Terminology and culture are also a main cause of what seems as somatoform syndromes among immigrants, in particular non-Western immigrants who visit a Western doctor. Here the problem is twofold. First, possible communication problems from the patient’s side may bias the medical interview. Second, the physician’s misunderstanding of a perfectly acceptable clinical picture to describe distress on the patient’s culture. Kirmayer et al (2004) portray the phong tap and uat u'c, two common explanatory idioms in Vietnamese popular health terminology. Phong Tap is used to describe mental distress through feeling of wind and cold. Uat u’c is a bit more complicated concept, trying to relate physical symptoms to situations of social injustice. These can be easy cases of somatoform disorders; however, a Western physician who is not trained in Vietnamese health terms (and presumably primary care practitioners in those communities learn to know these phenomenons) will never be able to treat them properly.

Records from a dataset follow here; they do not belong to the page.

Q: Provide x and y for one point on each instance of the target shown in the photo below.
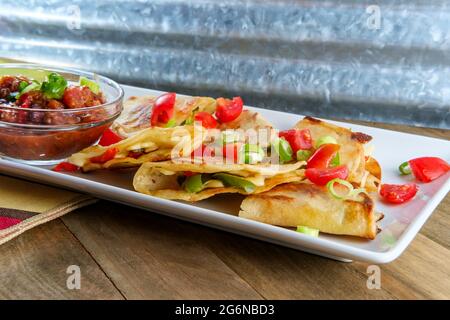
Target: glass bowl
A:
(69, 131)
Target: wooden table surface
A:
(127, 253)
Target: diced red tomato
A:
(65, 166)
(206, 119)
(322, 157)
(228, 110)
(321, 176)
(398, 193)
(79, 97)
(108, 138)
(105, 157)
(298, 139)
(163, 109)
(230, 152)
(427, 169)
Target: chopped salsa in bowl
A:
(43, 121)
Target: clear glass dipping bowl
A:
(77, 129)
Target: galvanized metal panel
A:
(323, 58)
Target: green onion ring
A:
(404, 168)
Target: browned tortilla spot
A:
(312, 119)
(361, 137)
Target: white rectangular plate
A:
(400, 225)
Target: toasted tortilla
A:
(304, 204)
(160, 179)
(137, 112)
(351, 152)
(152, 144)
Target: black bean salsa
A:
(52, 94)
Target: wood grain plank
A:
(438, 226)
(154, 257)
(34, 266)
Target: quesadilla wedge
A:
(152, 144)
(351, 153)
(197, 181)
(304, 204)
(137, 112)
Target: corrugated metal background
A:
(323, 58)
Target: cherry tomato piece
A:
(398, 193)
(298, 139)
(108, 138)
(322, 157)
(206, 119)
(105, 157)
(321, 176)
(163, 109)
(228, 110)
(427, 169)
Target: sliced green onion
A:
(303, 155)
(348, 185)
(22, 85)
(54, 86)
(31, 87)
(251, 154)
(171, 123)
(325, 140)
(193, 184)
(335, 161)
(404, 168)
(252, 157)
(283, 149)
(85, 82)
(235, 181)
(309, 231)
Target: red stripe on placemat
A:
(10, 217)
(17, 214)
(6, 222)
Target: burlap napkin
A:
(24, 205)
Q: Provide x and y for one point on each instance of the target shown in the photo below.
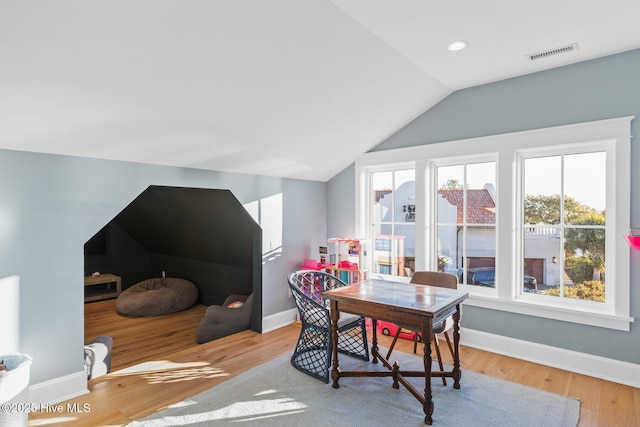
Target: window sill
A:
(602, 320)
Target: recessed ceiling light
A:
(458, 45)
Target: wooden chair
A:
(442, 280)
(312, 354)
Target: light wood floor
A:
(156, 362)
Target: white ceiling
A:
(285, 88)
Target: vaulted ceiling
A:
(286, 88)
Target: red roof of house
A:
(482, 208)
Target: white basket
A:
(14, 388)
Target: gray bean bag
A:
(222, 320)
(154, 297)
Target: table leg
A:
(335, 316)
(427, 336)
(457, 374)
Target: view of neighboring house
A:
(394, 252)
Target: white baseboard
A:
(59, 389)
(568, 360)
(278, 320)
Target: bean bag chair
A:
(233, 316)
(154, 297)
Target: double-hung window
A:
(531, 222)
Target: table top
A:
(398, 296)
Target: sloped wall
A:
(202, 235)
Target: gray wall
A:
(593, 90)
(51, 205)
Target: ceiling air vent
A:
(550, 52)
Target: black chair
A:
(312, 354)
(442, 280)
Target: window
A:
(392, 225)
(466, 221)
(564, 224)
(531, 222)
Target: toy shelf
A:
(349, 259)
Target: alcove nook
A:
(203, 235)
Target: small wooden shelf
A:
(101, 287)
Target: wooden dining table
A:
(417, 306)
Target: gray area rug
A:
(276, 394)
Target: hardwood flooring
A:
(157, 362)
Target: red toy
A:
(388, 328)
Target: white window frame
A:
(509, 148)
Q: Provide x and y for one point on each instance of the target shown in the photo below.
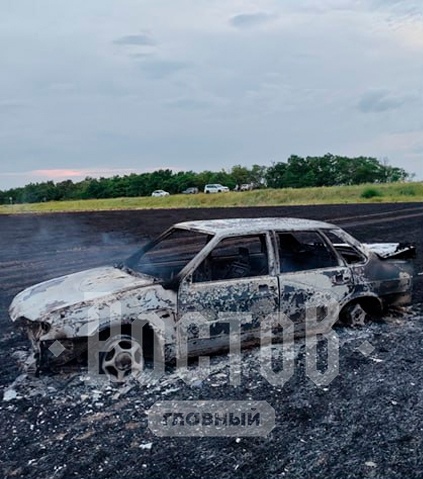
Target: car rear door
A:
(313, 280)
(234, 287)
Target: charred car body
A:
(248, 268)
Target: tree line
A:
(296, 172)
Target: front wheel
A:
(122, 357)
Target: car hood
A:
(41, 299)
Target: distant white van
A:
(215, 188)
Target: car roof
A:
(251, 225)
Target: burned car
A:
(213, 272)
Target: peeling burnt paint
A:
(80, 305)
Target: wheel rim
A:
(123, 358)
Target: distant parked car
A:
(215, 188)
(190, 191)
(158, 193)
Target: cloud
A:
(377, 101)
(158, 69)
(188, 104)
(142, 39)
(250, 20)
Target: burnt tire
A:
(122, 358)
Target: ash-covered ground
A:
(368, 422)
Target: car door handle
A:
(341, 279)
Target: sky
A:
(110, 87)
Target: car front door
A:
(232, 290)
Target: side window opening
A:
(235, 257)
(304, 250)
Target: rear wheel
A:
(353, 315)
(122, 358)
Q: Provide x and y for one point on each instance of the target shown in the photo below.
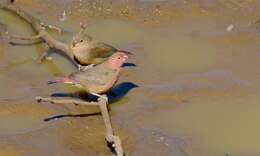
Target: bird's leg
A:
(83, 68)
(43, 55)
(112, 139)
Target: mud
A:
(196, 70)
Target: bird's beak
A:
(126, 52)
(75, 42)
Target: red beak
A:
(126, 52)
(75, 41)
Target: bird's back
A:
(98, 79)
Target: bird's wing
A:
(93, 76)
(102, 50)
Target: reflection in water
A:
(194, 55)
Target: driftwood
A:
(41, 34)
(40, 29)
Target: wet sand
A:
(197, 72)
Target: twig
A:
(102, 104)
(39, 28)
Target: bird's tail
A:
(127, 52)
(61, 80)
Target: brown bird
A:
(98, 79)
(87, 50)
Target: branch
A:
(112, 139)
(39, 28)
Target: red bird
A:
(100, 78)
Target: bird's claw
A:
(38, 99)
(83, 68)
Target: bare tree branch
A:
(39, 27)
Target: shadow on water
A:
(119, 91)
(116, 94)
(69, 115)
(129, 65)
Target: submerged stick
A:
(102, 104)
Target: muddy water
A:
(196, 68)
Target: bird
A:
(99, 79)
(87, 50)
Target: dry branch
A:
(40, 29)
(42, 34)
(102, 104)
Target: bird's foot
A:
(115, 145)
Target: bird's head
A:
(80, 40)
(118, 59)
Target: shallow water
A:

As mentioned earlier, prevalence differs also within a culture, often with accordance to socio-economic and other demographic status. The prevalence of somatoform disorders tends to increase in positive correlation to age. In addition, women, married, widowed, divorced, unemployed and retired people are more likely than others to be diagnosed with some kind of somatoform disorder (Janka et al, 2006). On the other hand, Canino et al (1992) did not find any significant socioeconomic pattern, rather than explained prevalence only on a cultural basis.

Implications on treatment management The WHO guidelines mentioned earlier provide a balance between overtreatment of somatoform patients and a rush diagnosis with a “note to the psychiatrist.” It is clear, though that the definitions (stating exact measurements for diagnosis) are far from covering all the cases. Most of the literature stress training of the medical force as the key success factor. Special attention should be placed to communities at higher risk, such as low socioeconomic groups, elderly people and people with immigration background.

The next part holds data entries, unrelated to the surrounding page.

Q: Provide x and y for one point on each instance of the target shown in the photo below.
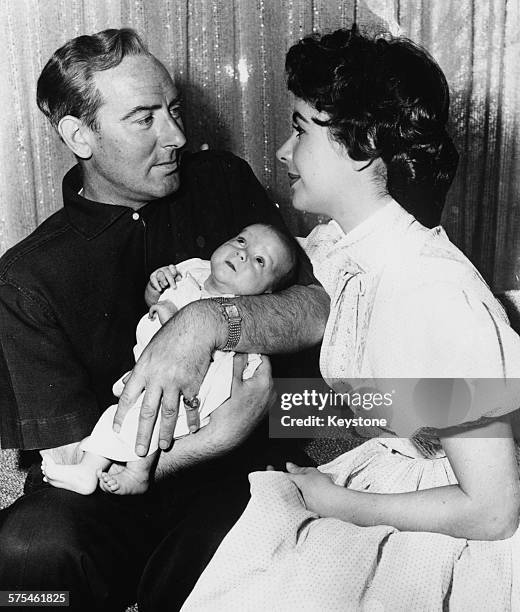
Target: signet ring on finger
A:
(192, 404)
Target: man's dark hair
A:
(66, 86)
(386, 98)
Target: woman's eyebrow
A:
(298, 117)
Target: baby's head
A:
(261, 259)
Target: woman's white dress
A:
(405, 302)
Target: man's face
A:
(250, 263)
(139, 133)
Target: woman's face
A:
(319, 168)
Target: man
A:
(70, 296)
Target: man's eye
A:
(146, 121)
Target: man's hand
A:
(174, 363)
(230, 423)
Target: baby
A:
(261, 259)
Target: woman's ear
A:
(72, 131)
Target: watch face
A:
(232, 311)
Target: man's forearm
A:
(187, 452)
(283, 322)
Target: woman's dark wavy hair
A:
(388, 98)
(66, 85)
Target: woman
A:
(422, 518)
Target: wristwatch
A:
(230, 310)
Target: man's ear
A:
(74, 134)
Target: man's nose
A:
(284, 153)
(173, 133)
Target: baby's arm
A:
(160, 279)
(164, 310)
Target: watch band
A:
(230, 310)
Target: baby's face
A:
(250, 263)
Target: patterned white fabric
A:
(389, 278)
(215, 388)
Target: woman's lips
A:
(293, 178)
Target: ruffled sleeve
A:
(451, 360)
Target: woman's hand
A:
(316, 488)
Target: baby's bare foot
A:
(79, 478)
(132, 479)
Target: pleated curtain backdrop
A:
(228, 58)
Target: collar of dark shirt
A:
(93, 218)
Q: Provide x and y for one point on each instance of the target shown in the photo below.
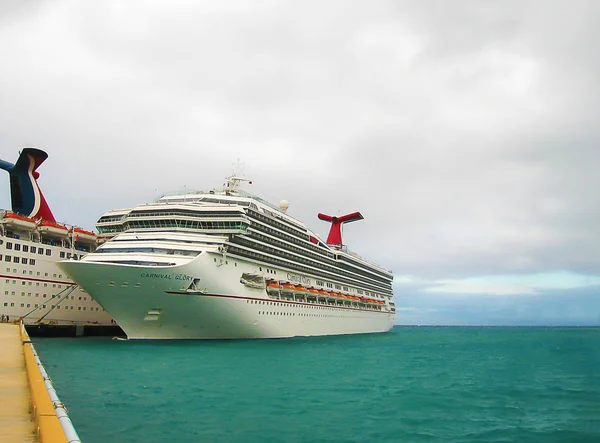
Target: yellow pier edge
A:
(48, 426)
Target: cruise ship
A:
(32, 286)
(226, 264)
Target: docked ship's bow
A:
(160, 302)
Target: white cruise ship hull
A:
(152, 302)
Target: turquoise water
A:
(415, 384)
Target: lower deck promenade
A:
(16, 421)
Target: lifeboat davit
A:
(81, 235)
(14, 220)
(287, 288)
(299, 289)
(53, 229)
(273, 287)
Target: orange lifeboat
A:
(13, 220)
(53, 229)
(272, 287)
(287, 288)
(300, 289)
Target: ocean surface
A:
(414, 384)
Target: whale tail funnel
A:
(26, 196)
(335, 232)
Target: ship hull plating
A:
(162, 303)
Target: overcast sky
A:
(466, 132)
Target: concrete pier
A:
(16, 421)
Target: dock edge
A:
(52, 422)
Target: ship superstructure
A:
(228, 264)
(32, 286)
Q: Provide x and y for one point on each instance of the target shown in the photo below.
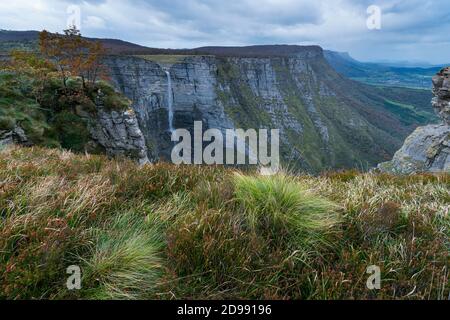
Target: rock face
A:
(325, 120)
(117, 132)
(428, 148)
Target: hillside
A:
(380, 74)
(325, 120)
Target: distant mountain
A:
(325, 119)
(381, 74)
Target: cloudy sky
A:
(414, 30)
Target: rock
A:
(118, 133)
(6, 138)
(428, 148)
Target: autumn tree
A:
(73, 55)
(33, 68)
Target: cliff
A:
(326, 121)
(428, 148)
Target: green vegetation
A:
(172, 232)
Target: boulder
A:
(428, 148)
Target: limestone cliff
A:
(325, 120)
(428, 148)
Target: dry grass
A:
(204, 232)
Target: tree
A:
(73, 55)
(36, 70)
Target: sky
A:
(405, 30)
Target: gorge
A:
(325, 120)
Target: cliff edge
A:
(428, 148)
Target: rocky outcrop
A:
(116, 132)
(325, 120)
(428, 148)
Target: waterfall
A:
(170, 101)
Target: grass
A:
(189, 232)
(165, 58)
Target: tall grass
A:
(124, 262)
(286, 211)
(164, 231)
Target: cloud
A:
(411, 29)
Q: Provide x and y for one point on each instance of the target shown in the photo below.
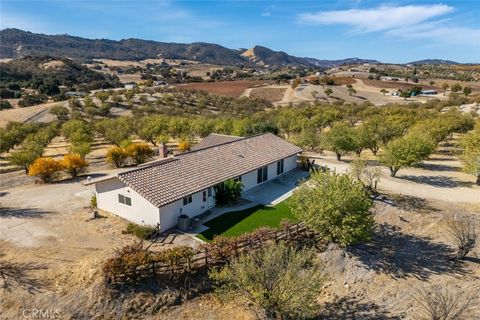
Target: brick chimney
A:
(163, 150)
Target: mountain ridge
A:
(16, 43)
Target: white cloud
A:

Since somatoform disorders appears in 15%-30% of all medical consultations (Kirmayer et al, 2004), primary care personal must poses the knowledge and the abilities (e.g., in-house emotional consultant, preventive medicine to people at risk) to handle the disorder in the practice. In addition, remembering that socioeconomic and cultural factors Another important step is to reduce the reluctance of asking mental help, especially in traditional cultures, in a way which is similar to birth control and AIDS (sexual education).